# Population Genetics > Paleogenetics > Paleolithic & Mesolithic >  Increased fertility for women with Neanderthal gene

## Coriolan

"Increased fertility for women with Neanderthal gene, study suggests -- ScienceDaily" https://www.sciencedaily.com/release...0526151738.htm

"One in three women in Europe inherited the receptor for progesterone from Neandertals -- a gene variant associated with increased fertility, fewer bleedings during early pregnancy and fewer miscarriages. This is according to a study published in Molecular Biology and Evolution by researchers at the Max Planck Institute for Evolutionary Anthropology in Germany and Karolinska Institutet in Sweden."

Here is the paper.

"Neandertal Progesterone Receptor | Molecular Biology and Evolution | Oxford Academic" https://academic.oup.com/mbe/advance...saa119/5841671

"The progesterone receptor is encoded by the PGR gene on chromosome 11."

"A polymorphic variant of PGR which carries the missense substitution V660L (rs1042838) in exon 4 and an Alu insertion between exons 7 and 8 occurs among present-day populations, reaching frequencies of up to ∼20%."

The Neanderthal allele is most common among people of European descent. It is rare in East Asia and South Asia.

----------


## Angela

> "Increased fertility for women with Neanderthal gene, study suggests -- ScienceDaily" https://www.sciencedaily.com/release...0526151738.htm
> 
> "One in three women in Europe inherited the receptor for progesterone from Neandertals -- a gene variant associated with increased fertility, fewer bleedings during early pregnancy and fewer miscarriages.

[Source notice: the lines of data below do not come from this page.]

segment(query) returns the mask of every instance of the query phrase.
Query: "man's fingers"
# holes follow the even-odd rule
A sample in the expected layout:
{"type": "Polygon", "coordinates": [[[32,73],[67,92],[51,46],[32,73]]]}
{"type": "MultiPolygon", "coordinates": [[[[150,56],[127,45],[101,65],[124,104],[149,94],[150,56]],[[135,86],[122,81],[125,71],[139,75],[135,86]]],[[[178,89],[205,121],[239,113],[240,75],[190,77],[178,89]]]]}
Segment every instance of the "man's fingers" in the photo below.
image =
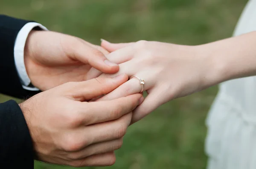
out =
{"type": "Polygon", "coordinates": [[[143,99],[142,94],[137,93],[111,100],[81,103],[84,105],[81,108],[81,113],[84,110],[87,110],[83,125],[88,125],[119,118],[132,111],[142,102],[143,99]]]}
{"type": "Polygon", "coordinates": [[[102,54],[103,54],[105,55],[106,55],[107,54],[109,54],[109,52],[106,49],[105,49],[103,47],[98,46],[96,45],[92,44],[91,43],[87,42],[87,41],[83,41],[84,43],[86,43],[88,45],[91,46],[93,48],[95,48],[96,49],[97,49],[102,52],[102,54]]]}
{"type": "MultiPolygon", "coordinates": [[[[120,50],[114,51],[106,56],[108,59],[111,62],[114,62],[118,65],[122,63],[125,63],[126,62],[130,61],[133,56],[133,47],[132,46],[128,46],[127,47],[124,48],[120,50]]],[[[133,65],[134,66],[134,64],[133,65]]],[[[119,73],[120,73],[119,65],[119,73]]],[[[129,68],[129,70],[131,70],[132,68],[129,68]]],[[[90,79],[98,77],[102,74],[102,72],[97,70],[95,68],[92,68],[88,72],[87,75],[87,79],[90,79]]]]}
{"type": "Polygon", "coordinates": [[[106,73],[113,73],[118,71],[118,65],[108,60],[100,51],[80,41],[78,42],[73,51],[73,59],[89,63],[93,67],[106,73]]]}
{"type": "Polygon", "coordinates": [[[135,78],[128,80],[121,84],[118,87],[96,100],[96,101],[104,100],[111,100],[122,97],[125,97],[135,93],[140,93],[141,85],[138,79],[135,78]]]}
{"type": "MultiPolygon", "coordinates": [[[[113,165],[116,162],[116,156],[113,152],[98,154],[78,160],[72,162],[71,166],[76,167],[83,166],[104,166],[113,165]]],[[[70,164],[67,164],[70,166],[70,164]]]]}
{"type": "Polygon", "coordinates": [[[92,144],[78,152],[69,154],[70,159],[82,159],[94,155],[112,152],[121,148],[123,138],[110,141],[92,144]]]}
{"type": "Polygon", "coordinates": [[[86,81],[71,82],[68,86],[70,95],[75,99],[88,101],[113,91],[128,80],[125,74],[121,74],[113,78],[98,77],[86,81]],[[75,83],[72,85],[72,83],[75,83]]]}
{"type": "Polygon", "coordinates": [[[84,147],[96,143],[122,138],[131,124],[132,116],[132,113],[131,112],[113,121],[91,125],[81,128],[80,135],[84,135],[82,137],[84,140],[81,141],[84,142],[84,147]],[[84,135],[85,133],[86,135],[84,135]]]}
{"type": "Polygon", "coordinates": [[[112,43],[102,39],[101,40],[102,41],[101,46],[110,52],[112,52],[121,48],[131,45],[134,44],[134,42],[112,43]]]}

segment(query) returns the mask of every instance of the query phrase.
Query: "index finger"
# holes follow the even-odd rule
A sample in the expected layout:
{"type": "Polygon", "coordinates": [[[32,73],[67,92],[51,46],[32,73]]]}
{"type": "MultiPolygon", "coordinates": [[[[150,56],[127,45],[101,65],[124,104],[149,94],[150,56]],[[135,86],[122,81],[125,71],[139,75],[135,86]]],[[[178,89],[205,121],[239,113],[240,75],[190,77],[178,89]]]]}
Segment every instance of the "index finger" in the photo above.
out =
{"type": "Polygon", "coordinates": [[[88,125],[119,118],[132,112],[143,99],[142,94],[135,94],[112,100],[81,102],[81,112],[86,110],[83,124],[88,125]]]}
{"type": "Polygon", "coordinates": [[[73,59],[92,67],[106,73],[114,73],[119,70],[117,64],[110,62],[100,51],[88,45],[87,43],[79,41],[76,48],[72,51],[73,59]]]}

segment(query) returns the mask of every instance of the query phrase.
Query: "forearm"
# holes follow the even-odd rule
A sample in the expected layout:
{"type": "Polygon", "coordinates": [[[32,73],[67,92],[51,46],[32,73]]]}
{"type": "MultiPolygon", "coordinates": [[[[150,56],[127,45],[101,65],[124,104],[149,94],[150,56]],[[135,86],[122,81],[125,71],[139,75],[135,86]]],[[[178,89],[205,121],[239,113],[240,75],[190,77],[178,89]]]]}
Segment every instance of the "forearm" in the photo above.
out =
{"type": "Polygon", "coordinates": [[[207,86],[256,75],[256,31],[198,46],[207,86]]]}

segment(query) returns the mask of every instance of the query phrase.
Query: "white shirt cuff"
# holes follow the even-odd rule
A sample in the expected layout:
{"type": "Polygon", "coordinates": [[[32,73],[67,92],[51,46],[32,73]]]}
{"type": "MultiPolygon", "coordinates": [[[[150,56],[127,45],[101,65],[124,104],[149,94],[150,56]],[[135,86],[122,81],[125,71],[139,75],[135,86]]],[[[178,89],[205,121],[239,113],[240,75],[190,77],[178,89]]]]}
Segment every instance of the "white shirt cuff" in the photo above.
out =
{"type": "Polygon", "coordinates": [[[29,34],[33,28],[37,26],[42,29],[48,29],[42,25],[36,23],[29,23],[20,29],[16,38],[14,46],[14,60],[18,74],[23,89],[29,90],[37,91],[39,89],[35,87],[29,87],[31,81],[27,73],[24,62],[24,49],[29,34]]]}

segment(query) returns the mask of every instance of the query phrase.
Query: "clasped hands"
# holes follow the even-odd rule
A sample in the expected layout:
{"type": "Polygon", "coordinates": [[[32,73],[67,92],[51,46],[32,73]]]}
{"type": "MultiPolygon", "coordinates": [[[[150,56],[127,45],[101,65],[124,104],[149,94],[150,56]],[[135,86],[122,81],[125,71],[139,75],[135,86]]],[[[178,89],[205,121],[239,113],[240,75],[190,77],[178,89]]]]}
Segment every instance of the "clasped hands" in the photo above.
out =
{"type": "Polygon", "coordinates": [[[113,165],[129,125],[207,87],[207,58],[196,49],[145,41],[103,40],[99,46],[61,33],[31,32],[25,67],[43,91],[19,105],[36,159],[76,167],[113,165]],[[134,75],[145,79],[145,101],[138,80],[128,80],[134,75]]]}

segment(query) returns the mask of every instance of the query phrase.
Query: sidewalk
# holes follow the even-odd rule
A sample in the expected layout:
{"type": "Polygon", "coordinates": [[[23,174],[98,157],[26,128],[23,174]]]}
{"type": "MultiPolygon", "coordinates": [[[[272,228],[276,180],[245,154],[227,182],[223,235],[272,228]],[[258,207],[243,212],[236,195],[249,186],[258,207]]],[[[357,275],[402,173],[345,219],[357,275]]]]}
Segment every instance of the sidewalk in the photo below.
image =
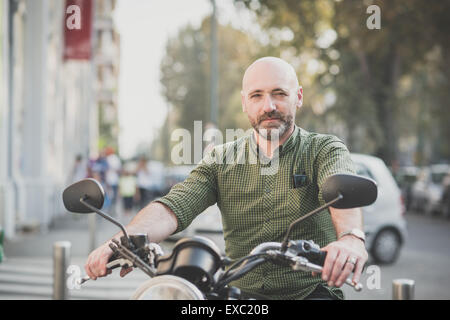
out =
{"type": "MultiPolygon", "coordinates": [[[[131,217],[130,217],[131,218],[131,217]]],[[[119,219],[121,220],[121,219],[119,219]]],[[[127,223],[128,221],[123,221],[127,223]]],[[[96,245],[107,241],[119,228],[96,216],[96,245]]],[[[78,266],[83,276],[90,253],[89,215],[66,214],[57,218],[48,232],[19,234],[5,241],[5,257],[0,263],[0,300],[49,300],[53,296],[53,244],[71,243],[70,265],[78,266]]],[[[171,243],[162,244],[168,250],[171,243]]],[[[69,278],[71,276],[68,276],[69,278]]],[[[141,270],[126,278],[118,270],[106,278],[88,281],[80,289],[69,290],[69,299],[129,299],[148,276],[141,270]]]]}
{"type": "MultiPolygon", "coordinates": [[[[89,219],[89,215],[67,213],[56,218],[47,232],[22,233],[12,240],[5,240],[5,259],[9,257],[52,258],[53,244],[57,241],[71,242],[72,256],[87,257],[91,249],[89,219]]],[[[120,231],[115,225],[98,216],[95,225],[97,245],[120,231]]]]}

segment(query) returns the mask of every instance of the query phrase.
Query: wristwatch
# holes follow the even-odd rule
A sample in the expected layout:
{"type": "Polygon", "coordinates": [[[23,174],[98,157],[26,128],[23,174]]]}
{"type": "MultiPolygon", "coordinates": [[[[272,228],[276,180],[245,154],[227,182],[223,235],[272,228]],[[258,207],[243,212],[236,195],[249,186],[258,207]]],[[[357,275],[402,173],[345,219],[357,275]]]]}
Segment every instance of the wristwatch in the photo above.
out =
{"type": "Polygon", "coordinates": [[[352,235],[352,236],[358,238],[359,240],[361,240],[362,242],[366,243],[366,235],[364,234],[363,231],[361,231],[359,229],[352,229],[349,231],[341,232],[338,236],[338,239],[342,238],[343,236],[347,236],[347,235],[352,235]]]}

This is according to a study published in Molecular Biology and Evolution by researchers at the Max Planck Institute for Evolutionary Anthropology in Germany and Karolinska Institutet in Sweden."
> 
> Here is the paper.
> 
> "Neandertal Progesterone Receptor | Molecular Biology and Evolution | Oxford Academic" https://academic.oup.com/mbe/advance...saa119/5841671
> 
> "The progesterone receptor is encoded by the PGR gene on chromosome 11."
> ...


Interesting, Coriolan.

I'm CC. I don't know if that's the "Neanderthal" variant or not.

----------


## Regio X

> Interesting, Coriolan.
> 
> I'm CC. I don't know if that's the "Neanderthal" variant or not.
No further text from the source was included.